The 31 May 1959 will remain a really memorable day for both BRM and Joakim Bonnier : the surprising victory at the Dutch GP of the Type 25 (sometimes referred to as P25 as well) 2.5 liter Formula 1 front-engined BRM was indeed the first World Championship race success for BRM and their pertinacious team manager Raymond Mays, a significant landmark in BRM and British motor racing history. A long wait for Raymond Mays and all the staff in Bourne, but the reward was there. For Jo, it was also his first (and unique) F1 victory, a première for a Swedish driver. He would never really come close to repeating such a success, so that Dutch glory day would remain the apogee of his long F1 career (16 Grand Prix seasons, before moving later on towards sports cars with success),

And yet, that victory was rather unexpected, as the type 25, since its debut at
a local race at Aintree in September 1955, had acquired a really bad reputation of being desperately troublesome and unreliable, the single rear brake layout in particular proving to be a recurring major issue. For the 1959 season, the Lockheed had been replaced by Dunlop brakes, but the single rear disc had been retained. So, for the 1959 Dutch GP, quite logically, the BRMs of Joakim Bonnier and Harry Schell were really not considered as a real threat for the best opposition especially the Ferraris and the mid-engined Coopers. But, as it sometimes happens, on that May 30-31 week-end, everything altogether went perfectly well (miraculously ?) : the car did not encountered any problem, and Jo drove superbly although smoothly, during practice and the race. Starting in pole position, he never run below second during the race. After an intense battle with the Coopers of Jack Brabham, Masten Gregory and Stirling Moss successively, he became in lead of the race when Moss’ gearbox failed, and kept leading until he took the chequered flag, taking the win by 14.2 secs from Jack Brabham. Bravo Jo !

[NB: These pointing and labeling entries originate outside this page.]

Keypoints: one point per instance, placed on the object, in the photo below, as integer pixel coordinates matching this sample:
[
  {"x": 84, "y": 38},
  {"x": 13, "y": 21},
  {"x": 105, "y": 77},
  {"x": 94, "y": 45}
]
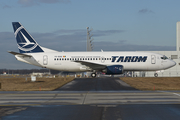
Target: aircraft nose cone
[{"x": 173, "y": 63}]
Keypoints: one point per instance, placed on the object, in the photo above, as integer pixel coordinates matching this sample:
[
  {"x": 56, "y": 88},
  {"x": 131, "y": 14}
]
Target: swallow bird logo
[{"x": 23, "y": 42}]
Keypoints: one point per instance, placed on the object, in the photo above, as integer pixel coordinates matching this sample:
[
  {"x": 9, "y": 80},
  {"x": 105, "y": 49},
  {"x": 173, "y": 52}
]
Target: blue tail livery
[{"x": 25, "y": 41}]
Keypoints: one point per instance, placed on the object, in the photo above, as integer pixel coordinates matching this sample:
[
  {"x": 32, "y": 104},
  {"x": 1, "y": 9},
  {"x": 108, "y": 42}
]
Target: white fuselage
[{"x": 67, "y": 61}]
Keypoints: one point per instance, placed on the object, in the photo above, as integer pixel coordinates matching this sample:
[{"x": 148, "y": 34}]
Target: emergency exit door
[
  {"x": 153, "y": 59},
  {"x": 45, "y": 60}
]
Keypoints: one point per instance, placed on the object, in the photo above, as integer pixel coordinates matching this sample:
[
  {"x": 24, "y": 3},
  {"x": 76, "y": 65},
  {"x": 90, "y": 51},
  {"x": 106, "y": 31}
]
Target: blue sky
[{"x": 118, "y": 25}]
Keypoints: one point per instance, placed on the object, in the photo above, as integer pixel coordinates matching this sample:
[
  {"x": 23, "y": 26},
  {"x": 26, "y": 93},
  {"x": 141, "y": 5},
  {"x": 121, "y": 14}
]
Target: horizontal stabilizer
[{"x": 20, "y": 54}]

Sadly for BRM, that resounding victory at Zandvoort was a trompe-l’oeil, the Type 25 being already virtually obsolete, victim of the mid-engined cars revolution, which forced BRM to work out their own mid-engined car for the 1960 season. They did it quickly,
using many existing parts from dismantled P25s but in rear-engined format. For the sake of the P48 project, all the type 25s were cannibalised for parts except one, #298, the Bonnier’s Dutch GP winning car, as Raymond Mays had given instructions to keep it in its original condition. So, thanks to Raymond Mays, #298 was the only truly original type 25 to be salvaged and survive.

The resulting P48 made its debut at the Goodwood International 100 in April, in the hands of
Graham Hill and Dan Gurney, Jo having made choice of giving the type 25 its last race. Then BRM would score sixteen other F1 wins, before closing down in 1977.

A last word : whereas the type 25 didn’t become famous for its performance and race results (except the one-off above), on the other hand it was unanimously recognised, from an aesthetic standpoint, as a beautiful race car that one has pleasure contemplating. It was said that Jo Bonnier himself was in admiration of the beauty of his bolid.